Zachary Keck is the Assistant Editor of The Diplomat.

Comments
31
Maggie
January 16, 2013 at 17:11

 
do you mean the Japan which invaded Manchuria and later in 1937 invaded all of china?  The Japan that ordered babies to be bayonetted in the Nanjing massacre so the troops wouldn't be bored?  That peaceful Japan.  The one that invaded Korea in 1911 and occupied it and used its women as "comfort" women?  Is that the "peaceful" Japan you are referring to.  Maybe there is a Japan I have never heard of.  Or maybe Japan was not peaceful and still isn't.

Nouveau
September 13, 2012 at 01:52

Keck gets it!

John Chan
September 13, 2012 at 01:05

@nirvana,
You need to do a better job to sell snakeoil like the Pinoy’s master; China had seen your kind of unscrupulous proposal (letting international body to resolve territorial disputes) before (from Opium war to 1941), the result always was a blade on China to pay up the perpetrator and the mediator regardless who the aggressor was and how ridiculous the aggressor’s excuse was.
 
The only way to protect China’s territory is China itself, nobody else. Any Chinese does otherwise is a traitor.

The_Observer
September 13, 2012 at 00:51

The economy in Japan must be in a bad way at the moment.  Japan's current bellicosity with regards to various islands has managed to pit Japan against China, S. Korea and Russia simultaneously while N. Korea is still in the background. Also, an unintended consequence is that Japan has managed to draw Taiwan even closer to China because of the Diaoyu Islands.  Similar to, when Japan invaded China prior to and during WW II, the Chinese Communists and the KMT came together to fight the Japanese.

Liang1a
September 12, 2012 at 20:15

 

http://english.peopledaily.com.cn/90883/7944612.html

Two Chinese patrol ships reach waters around Diaoyu Islands(Xinhua)13:06, September 11, 2012

BEIJING, Sept. 11 (Xinhua) — Two ships of the China Marine Surveillance (CMS) have reached the waters around the Diaoyu Islands Tuesday morning to assert the country's sovereignty.

The CMS has drafted an action plan for safeguarding the sovereignty and would take actions pending the development of the situation, the CMS sources said.

As the above quote indicates, the two Chinese Marine Surveillance ships have reached the waters of the Diaoyu Island. As of now I haven't seen any report of an actual "contact" between Chinese ships and Japnese ships. I don't know what the Chinese are planning to do. From the phrase "pending the development of the situation" it doesn't seem like the Chinese will take some kind of proactive action.
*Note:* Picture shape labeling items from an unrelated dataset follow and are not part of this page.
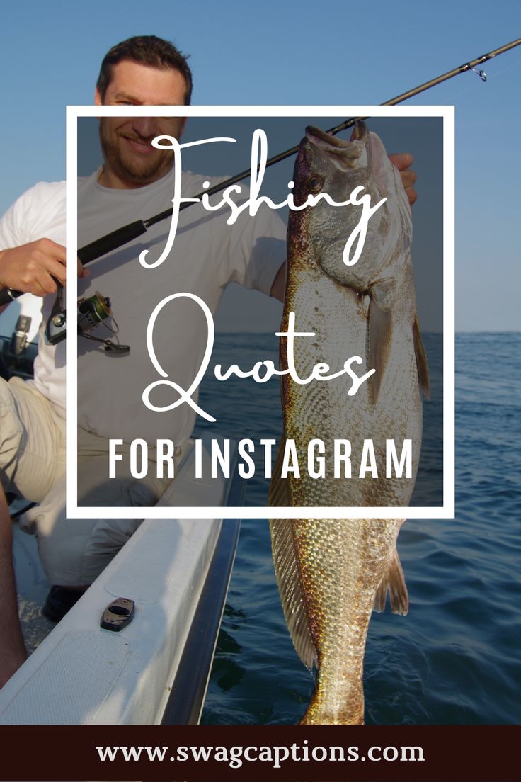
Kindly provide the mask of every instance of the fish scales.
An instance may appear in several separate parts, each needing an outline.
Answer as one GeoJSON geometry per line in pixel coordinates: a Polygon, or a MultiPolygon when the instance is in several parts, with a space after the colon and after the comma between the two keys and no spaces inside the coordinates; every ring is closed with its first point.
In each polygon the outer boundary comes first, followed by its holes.
{"type": "MultiPolygon", "coordinates": [[[[319,202],[292,212],[288,225],[288,276],[281,331],[295,313],[294,365],[301,378],[327,363],[331,371],[352,356],[361,376],[376,376],[350,396],[345,375],[307,385],[282,379],[284,436],[294,439],[300,465],[307,464],[311,439],[331,454],[335,438],[351,443],[351,478],[302,471],[280,479],[281,447],[270,487],[272,504],[309,507],[405,506],[414,486],[422,431],[420,386],[428,393],[428,372],[418,327],[411,264],[411,214],[399,175],[380,139],[357,126],[351,142],[316,128],[306,130],[294,179],[295,203],[310,192],[344,201],[362,185],[371,205],[387,202],[370,218],[358,263],[342,261],[343,246],[360,210],[319,202]],[[385,478],[386,440],[412,444],[410,479],[385,478]],[[361,478],[365,439],[373,440],[378,478],[361,478]]],[[[280,345],[281,368],[288,366],[280,345]]],[[[329,374],[329,373],[328,373],[329,374]]],[[[399,452],[399,448],[398,449],[399,452]]],[[[316,665],[316,691],[302,723],[363,722],[362,676],[373,607],[381,610],[387,588],[391,608],[407,611],[407,594],[396,554],[403,519],[311,519],[270,522],[273,557],[284,613],[297,651],[316,665]]]]}

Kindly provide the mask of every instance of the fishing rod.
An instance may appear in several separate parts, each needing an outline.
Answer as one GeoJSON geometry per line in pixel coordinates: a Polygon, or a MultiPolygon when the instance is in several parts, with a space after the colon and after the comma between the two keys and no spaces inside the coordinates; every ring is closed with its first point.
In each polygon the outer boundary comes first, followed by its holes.
{"type": "MultiPolygon", "coordinates": [[[[395,98],[391,98],[391,100],[386,101],[384,103],[380,103],[380,106],[397,106],[398,103],[401,103],[403,101],[408,100],[409,98],[413,98],[415,95],[419,95],[420,92],[424,92],[426,90],[430,89],[431,87],[435,87],[437,84],[440,84],[443,81],[447,81],[448,79],[451,79],[455,76],[459,76],[459,74],[464,74],[467,70],[474,71],[474,73],[477,74],[482,81],[486,81],[487,74],[484,71],[481,70],[476,70],[476,68],[483,65],[484,63],[487,62],[493,57],[497,57],[499,55],[503,54],[505,52],[515,48],[515,47],[519,46],[520,44],[521,38],[516,38],[516,41],[512,41],[510,43],[505,44],[503,46],[500,46],[498,48],[494,49],[487,54],[484,54],[480,57],[476,57],[475,59],[465,63],[463,65],[460,65],[457,68],[453,68],[452,70],[448,70],[446,74],[442,74],[441,76],[437,76],[434,79],[430,79],[429,81],[425,81],[418,87],[414,87],[412,89],[408,90],[406,92],[402,92],[399,95],[396,95],[395,98]]],[[[337,133],[340,133],[341,131],[344,131],[348,127],[352,127],[356,122],[366,119],[368,119],[366,117],[359,117],[345,120],[344,122],[341,123],[341,124],[330,128],[330,130],[326,132],[329,133],[330,135],[336,135],[337,133]]],[[[294,155],[298,150],[298,145],[291,147],[291,149],[287,149],[285,152],[280,152],[278,155],[273,156],[273,157],[270,157],[268,160],[266,160],[266,167],[267,168],[269,166],[273,166],[276,163],[280,163],[280,160],[285,160],[286,158],[290,157],[291,155],[294,155]]],[[[209,188],[208,190],[205,190],[204,192],[198,193],[196,196],[194,196],[194,198],[198,199],[200,202],[204,195],[209,196],[212,196],[214,193],[219,192],[226,188],[230,187],[232,185],[235,185],[237,182],[239,182],[243,179],[246,179],[251,175],[251,169],[241,171],[240,174],[236,174],[235,176],[230,177],[229,179],[221,182],[219,185],[216,185],[212,188],[209,188]]],[[[191,206],[194,203],[198,202],[191,201],[182,203],[179,206],[180,212],[184,209],[187,209],[189,206],[191,206]]],[[[156,214],[152,217],[149,217],[148,220],[137,220],[134,223],[129,223],[127,225],[123,225],[122,228],[117,228],[116,231],[112,231],[105,236],[102,236],[101,239],[96,239],[95,242],[91,242],[88,245],[85,245],[84,247],[81,247],[77,251],[78,258],[82,264],[89,264],[91,261],[95,260],[102,256],[106,255],[107,253],[117,249],[119,247],[122,247],[123,245],[128,244],[128,242],[131,242],[133,239],[137,239],[137,237],[146,233],[151,226],[155,225],[156,223],[159,223],[163,220],[166,220],[168,217],[172,217],[173,213],[173,207],[170,207],[170,209],[165,210],[164,212],[160,212],[159,214],[156,214]]],[[[21,295],[21,291],[12,290],[10,288],[5,288],[2,290],[0,290],[0,306],[9,303],[13,299],[16,299],[21,295]]],[[[103,307],[96,307],[95,310],[102,313],[103,307]]],[[[109,309],[108,310],[108,312],[110,312],[109,309]]],[[[60,325],[60,328],[62,328],[62,325],[64,325],[64,324],[65,320],[63,319],[63,324],[60,325]]],[[[53,341],[59,342],[64,337],[65,329],[63,328],[62,336],[60,335],[59,339],[55,339],[53,341]]]]}

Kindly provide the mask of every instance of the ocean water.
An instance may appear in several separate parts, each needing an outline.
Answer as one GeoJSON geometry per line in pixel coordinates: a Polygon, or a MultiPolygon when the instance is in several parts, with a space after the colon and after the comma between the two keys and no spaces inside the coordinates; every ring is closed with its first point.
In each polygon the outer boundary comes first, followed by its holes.
{"type": "MultiPolygon", "coordinates": [[[[240,339],[244,366],[248,357],[249,366],[277,361],[273,335],[240,339]]],[[[232,339],[237,361],[236,335],[219,335],[216,361],[226,363],[232,339]]],[[[435,338],[427,335],[426,342],[434,381],[428,414],[425,407],[422,480],[428,492],[441,475],[441,360],[435,338]]],[[[367,724],[521,719],[520,368],[520,334],[457,336],[456,518],[410,520],[402,528],[398,548],[409,613],[373,615],[364,673],[367,724]]],[[[277,421],[276,386],[271,394],[258,394],[252,382],[235,400],[218,385],[203,384],[200,401],[228,436],[244,436],[244,420],[257,436],[277,421]]],[[[252,480],[247,503],[258,503],[265,490],[252,480]]],[[[268,522],[243,521],[202,723],[294,724],[312,689],[286,628],[268,522]]]]}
Hopefully, they will do more than just sail around the island a couple of times and then leave and never come back. I hope they will actually go onto the island and plant some kind of token of Chinese sovereignty like a flag or some erect some kind of physical monument like a stone map of China with Diaoyu Islands included as part of its sovereign territories. At the minimum the ships should be there until they are relieved by other ships to maintain a permanent patrol over the islands. And when Japnese ships come into the territorial waters, the Chinese ships should chase them away or arrest them for invasion. Anything short of this and China would lose its sovereignty over the islands. And the CCP government, especially Hu and Wen, must be condemned in the strongest terms by the Chinese people for gross dereliction of duty if not of treason.
 

Cyrus
September 12, 2012 at 19:45

Following your argument then Scarborough should be the Philippines and China has no business there. Also Spratley is for SEA as well.

Gigolo
September 12, 2012 at 19:21

The way I see it is that Japan finally decided that enough is enough, and decided to show China that it can also say “Get Lost”.
I think, parking some fishing boats next to the islands would not work well this time for the Chinese.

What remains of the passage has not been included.